前回の記事でお伝えしたように、CADデータは .fbx 形式に書き出してゲームエンジンに読み込むことができます。
では、そのまま使えるのでしょうか?
どのように使えばよいのでしょうか?
今回はその点を振り返ってみます。
CADデータはそのまま使える?
答えは「元のCADデータ次第」です。
Unreal Engine には Datasmithプラグイン があり、対応しているCADデータはエディタに直接インポートすることは可能です。
一方で、それ以外のCADデータは特に、実際にアプリケーションを作ろうとすると「そのまま」の状態では扱いにくいです。
その理由は、CADデータにはCGデータ特有の概念(法線方向や面の向きなど)が欠けているからです。
変換の過程で自動的に付与される情報があり、それが原因で見え方が変わったり、不具合が生じたりします。
DCCツールの役割
そこで重要になるのが DCC(Digital Content Creation)ツールです。
これらはCADから変換された粗いデータを整えるために設計されています。
私はこの作業をプロに任せていますが、調べれば多くの参考情報が見つかります。
UEでの利用方法
データを整えたあとはシンプルです。
- 好きなUEテンプレートを開く
- .fbxファイルをインポートする
- 必要に応じて要素を追加したり、プログラムを修正する
テンプレートは、あらかじめ機能やスクリプトが組み込まれた「土台」です。
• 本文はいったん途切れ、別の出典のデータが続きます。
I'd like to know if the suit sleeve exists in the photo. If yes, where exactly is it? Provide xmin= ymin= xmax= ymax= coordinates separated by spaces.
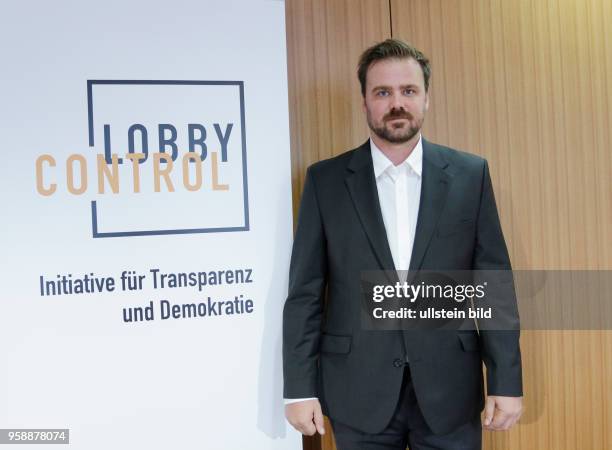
xmin=282 ymin=167 xmax=327 ymax=399
xmin=473 ymin=160 xmax=523 ymax=397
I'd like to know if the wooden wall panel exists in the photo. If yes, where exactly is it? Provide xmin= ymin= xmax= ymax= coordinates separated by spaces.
xmin=285 ymin=0 xmax=391 ymax=219
xmin=286 ymin=0 xmax=610 ymax=449
xmin=391 ymin=1 xmax=612 ymax=449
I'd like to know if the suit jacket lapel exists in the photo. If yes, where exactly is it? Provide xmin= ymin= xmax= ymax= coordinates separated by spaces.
xmin=344 ymin=139 xmax=452 ymax=273
xmin=409 ymin=139 xmax=452 ymax=271
xmin=345 ymin=141 xmax=397 ymax=273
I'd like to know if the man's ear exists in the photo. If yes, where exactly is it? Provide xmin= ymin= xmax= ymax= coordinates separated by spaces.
xmin=361 ymin=96 xmax=367 ymax=113
xmin=424 ymin=91 xmax=430 ymax=112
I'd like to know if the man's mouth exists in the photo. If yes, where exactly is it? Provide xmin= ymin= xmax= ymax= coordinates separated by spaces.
xmin=386 ymin=117 xmax=409 ymax=126
xmin=385 ymin=115 xmax=411 ymax=122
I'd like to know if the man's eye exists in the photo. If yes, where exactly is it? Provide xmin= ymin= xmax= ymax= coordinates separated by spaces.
xmin=404 ymin=89 xmax=416 ymax=95
xmin=376 ymin=90 xmax=389 ymax=97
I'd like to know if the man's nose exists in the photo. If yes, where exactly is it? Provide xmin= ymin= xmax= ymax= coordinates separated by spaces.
xmin=390 ymin=91 xmax=404 ymax=109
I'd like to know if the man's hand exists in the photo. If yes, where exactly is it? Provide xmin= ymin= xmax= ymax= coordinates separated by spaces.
xmin=483 ymin=395 xmax=523 ymax=431
xmin=285 ymin=399 xmax=326 ymax=436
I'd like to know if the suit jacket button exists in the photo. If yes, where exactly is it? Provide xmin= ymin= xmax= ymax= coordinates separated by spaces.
xmin=393 ymin=358 xmax=404 ymax=368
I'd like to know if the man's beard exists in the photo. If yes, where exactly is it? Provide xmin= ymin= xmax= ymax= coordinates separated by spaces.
xmin=367 ymin=107 xmax=423 ymax=144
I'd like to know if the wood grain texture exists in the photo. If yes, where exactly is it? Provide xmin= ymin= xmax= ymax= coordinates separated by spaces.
xmin=391 ymin=1 xmax=612 ymax=449
xmin=285 ymin=0 xmax=391 ymax=219
xmin=286 ymin=0 xmax=610 ymax=449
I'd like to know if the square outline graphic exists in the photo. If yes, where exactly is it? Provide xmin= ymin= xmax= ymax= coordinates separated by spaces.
xmin=87 ymin=80 xmax=249 ymax=238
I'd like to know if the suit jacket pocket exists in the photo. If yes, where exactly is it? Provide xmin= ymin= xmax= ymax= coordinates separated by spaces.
xmin=320 ymin=333 xmax=352 ymax=354
xmin=457 ymin=332 xmax=480 ymax=352
xmin=437 ymin=219 xmax=475 ymax=238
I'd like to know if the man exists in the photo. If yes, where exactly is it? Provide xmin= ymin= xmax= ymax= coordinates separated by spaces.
xmin=283 ymin=39 xmax=523 ymax=450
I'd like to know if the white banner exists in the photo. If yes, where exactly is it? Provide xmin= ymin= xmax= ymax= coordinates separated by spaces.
xmin=0 ymin=1 xmax=299 ymax=448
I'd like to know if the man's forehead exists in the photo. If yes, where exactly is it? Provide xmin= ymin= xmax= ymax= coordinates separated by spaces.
xmin=366 ymin=57 xmax=424 ymax=84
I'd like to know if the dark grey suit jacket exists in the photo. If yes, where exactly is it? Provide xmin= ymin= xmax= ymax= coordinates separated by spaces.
xmin=283 ymin=139 xmax=522 ymax=435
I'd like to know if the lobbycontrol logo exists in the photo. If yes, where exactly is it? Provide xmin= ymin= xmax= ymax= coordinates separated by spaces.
xmin=35 ymin=80 xmax=249 ymax=238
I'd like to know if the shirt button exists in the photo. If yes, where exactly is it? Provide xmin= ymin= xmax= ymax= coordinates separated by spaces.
xmin=393 ymin=358 xmax=404 ymax=368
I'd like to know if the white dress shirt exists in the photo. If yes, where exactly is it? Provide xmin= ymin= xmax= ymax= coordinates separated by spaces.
xmin=285 ymin=136 xmax=423 ymax=405
xmin=370 ymin=136 xmax=423 ymax=276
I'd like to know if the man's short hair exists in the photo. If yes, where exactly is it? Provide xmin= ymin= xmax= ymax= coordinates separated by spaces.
xmin=357 ymin=38 xmax=431 ymax=96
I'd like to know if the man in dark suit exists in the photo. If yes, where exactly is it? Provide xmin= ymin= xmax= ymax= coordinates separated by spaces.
xmin=283 ymin=39 xmax=523 ymax=450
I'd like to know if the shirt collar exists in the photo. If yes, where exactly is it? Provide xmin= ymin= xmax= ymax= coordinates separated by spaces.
xmin=370 ymin=135 xmax=423 ymax=179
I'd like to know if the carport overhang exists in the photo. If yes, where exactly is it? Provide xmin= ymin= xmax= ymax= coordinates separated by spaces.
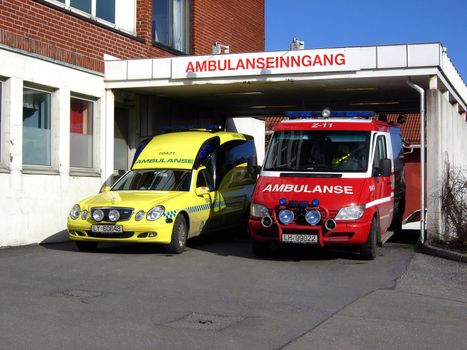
xmin=104 ymin=43 xmax=466 ymax=117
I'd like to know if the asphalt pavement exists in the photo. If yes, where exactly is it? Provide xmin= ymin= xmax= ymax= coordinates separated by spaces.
xmin=0 ymin=233 xmax=465 ymax=350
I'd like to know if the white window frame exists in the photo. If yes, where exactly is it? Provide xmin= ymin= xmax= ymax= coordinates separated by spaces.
xmin=69 ymin=94 xmax=100 ymax=176
xmin=43 ymin=0 xmax=136 ymax=35
xmin=22 ymin=85 xmax=59 ymax=174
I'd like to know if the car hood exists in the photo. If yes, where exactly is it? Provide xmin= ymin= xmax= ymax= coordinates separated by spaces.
xmin=80 ymin=191 xmax=186 ymax=211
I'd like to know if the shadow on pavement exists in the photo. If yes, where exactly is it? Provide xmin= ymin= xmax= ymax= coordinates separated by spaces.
xmin=40 ymin=227 xmax=419 ymax=261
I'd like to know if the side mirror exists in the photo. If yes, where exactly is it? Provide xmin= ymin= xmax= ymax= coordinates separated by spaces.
xmin=379 ymin=158 xmax=392 ymax=177
xmin=195 ymin=186 xmax=211 ymax=196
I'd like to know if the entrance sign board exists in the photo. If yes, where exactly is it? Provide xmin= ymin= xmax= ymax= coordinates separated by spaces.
xmin=171 ymin=48 xmax=360 ymax=79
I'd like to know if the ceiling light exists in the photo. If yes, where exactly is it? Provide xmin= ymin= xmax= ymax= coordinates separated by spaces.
xmin=350 ymin=101 xmax=399 ymax=106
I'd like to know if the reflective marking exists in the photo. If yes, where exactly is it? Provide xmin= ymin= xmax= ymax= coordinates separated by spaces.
xmin=365 ymin=194 xmax=394 ymax=209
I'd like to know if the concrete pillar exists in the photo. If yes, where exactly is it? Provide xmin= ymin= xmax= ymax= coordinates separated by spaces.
xmin=426 ymin=89 xmax=443 ymax=242
xmin=56 ymin=88 xmax=70 ymax=175
xmin=103 ymin=89 xmax=115 ymax=185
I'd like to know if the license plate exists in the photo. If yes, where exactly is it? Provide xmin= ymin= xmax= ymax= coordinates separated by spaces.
xmin=282 ymin=234 xmax=318 ymax=244
xmin=91 ymin=225 xmax=123 ymax=233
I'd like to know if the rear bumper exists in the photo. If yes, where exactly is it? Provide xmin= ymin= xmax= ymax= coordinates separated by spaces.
xmin=249 ymin=217 xmax=372 ymax=247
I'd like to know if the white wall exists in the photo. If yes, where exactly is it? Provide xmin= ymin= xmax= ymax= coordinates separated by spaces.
xmin=226 ymin=118 xmax=266 ymax=165
xmin=427 ymin=89 xmax=467 ymax=241
xmin=0 ymin=49 xmax=107 ymax=246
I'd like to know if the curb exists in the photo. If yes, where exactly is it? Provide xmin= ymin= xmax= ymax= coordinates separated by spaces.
xmin=420 ymin=242 xmax=467 ymax=263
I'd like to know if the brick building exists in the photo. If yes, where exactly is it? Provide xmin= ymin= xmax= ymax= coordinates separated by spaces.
xmin=0 ymin=0 xmax=265 ymax=246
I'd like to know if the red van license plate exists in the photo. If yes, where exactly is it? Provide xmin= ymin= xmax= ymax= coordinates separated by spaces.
xmin=282 ymin=234 xmax=318 ymax=244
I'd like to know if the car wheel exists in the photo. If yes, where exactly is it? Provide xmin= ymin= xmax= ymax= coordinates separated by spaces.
xmin=75 ymin=241 xmax=98 ymax=252
xmin=360 ymin=218 xmax=377 ymax=260
xmin=165 ymin=215 xmax=187 ymax=254
xmin=252 ymin=240 xmax=270 ymax=256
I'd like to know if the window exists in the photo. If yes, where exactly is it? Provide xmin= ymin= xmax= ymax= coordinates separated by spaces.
xmin=70 ymin=97 xmax=93 ymax=168
xmin=372 ymin=135 xmax=387 ymax=174
xmin=50 ymin=0 xmax=119 ymax=24
xmin=23 ymin=88 xmax=52 ymax=166
xmin=152 ymin=0 xmax=191 ymax=53
xmin=70 ymin=0 xmax=91 ymax=13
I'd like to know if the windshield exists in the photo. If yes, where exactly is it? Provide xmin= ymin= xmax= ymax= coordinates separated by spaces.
xmin=112 ymin=169 xmax=192 ymax=191
xmin=264 ymin=131 xmax=371 ymax=172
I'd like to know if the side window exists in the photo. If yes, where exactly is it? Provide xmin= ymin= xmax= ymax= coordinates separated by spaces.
xmin=390 ymin=128 xmax=404 ymax=171
xmin=196 ymin=169 xmax=214 ymax=190
xmin=216 ymin=139 xmax=256 ymax=188
xmin=372 ymin=135 xmax=387 ymax=173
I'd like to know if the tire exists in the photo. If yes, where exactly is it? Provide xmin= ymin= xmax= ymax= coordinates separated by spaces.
xmin=75 ymin=241 xmax=98 ymax=252
xmin=360 ymin=218 xmax=377 ymax=260
xmin=165 ymin=215 xmax=188 ymax=254
xmin=252 ymin=241 xmax=270 ymax=256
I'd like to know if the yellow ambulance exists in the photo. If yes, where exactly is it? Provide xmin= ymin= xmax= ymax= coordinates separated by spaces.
xmin=67 ymin=130 xmax=257 ymax=253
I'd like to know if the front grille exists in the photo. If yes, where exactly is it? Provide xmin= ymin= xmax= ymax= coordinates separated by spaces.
xmin=90 ymin=207 xmax=134 ymax=222
xmin=87 ymin=232 xmax=134 ymax=238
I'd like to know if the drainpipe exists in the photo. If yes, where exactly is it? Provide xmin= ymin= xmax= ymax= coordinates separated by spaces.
xmin=407 ymin=80 xmax=426 ymax=244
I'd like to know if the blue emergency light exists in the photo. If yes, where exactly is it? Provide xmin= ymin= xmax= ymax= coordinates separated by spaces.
xmin=286 ymin=110 xmax=375 ymax=119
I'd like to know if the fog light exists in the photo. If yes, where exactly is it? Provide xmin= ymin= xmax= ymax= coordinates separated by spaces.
xmin=148 ymin=232 xmax=157 ymax=238
xmin=278 ymin=210 xmax=294 ymax=225
xmin=305 ymin=210 xmax=321 ymax=225
xmin=81 ymin=210 xmax=88 ymax=220
xmin=108 ymin=209 xmax=120 ymax=222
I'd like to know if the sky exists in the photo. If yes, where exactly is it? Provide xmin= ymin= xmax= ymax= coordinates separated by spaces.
xmin=265 ymin=0 xmax=467 ymax=82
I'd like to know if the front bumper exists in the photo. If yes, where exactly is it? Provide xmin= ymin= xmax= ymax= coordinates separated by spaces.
xmin=67 ymin=219 xmax=174 ymax=244
xmin=249 ymin=216 xmax=372 ymax=247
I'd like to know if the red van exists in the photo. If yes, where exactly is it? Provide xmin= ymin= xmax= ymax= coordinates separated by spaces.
xmin=249 ymin=110 xmax=405 ymax=260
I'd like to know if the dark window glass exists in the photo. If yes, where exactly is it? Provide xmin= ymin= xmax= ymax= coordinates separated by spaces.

すぐに使えるのが魅力です。
Collab Viewer テンプレート
特に注目したいのが Collab Viewer テンプレートです。
これが私が Unity ではなく UE を選んだ理由のひとつでもあります。
Collab Viewer は、自動車や建築業界で使われており、共有空間内で:
- コメントの追加
- 寸法測定
- スクリーンショット保存
- コメントや測定結果をセッションファイルに保存
といったことが可能です。
さらにVRにも対応しており、ヘッドセットを接続すれば仮想空間を直接体験できます。
これからの課題
ここまで読むと「すぐに使えそう」と思われるかもしれません。
確かに導入自体は簡単ですが、実務レベルで活用するにはまだ課題があります。
これらの課題は私自身の取り組みとも直結しており、今後の記事で詳しく触れていければと思っています。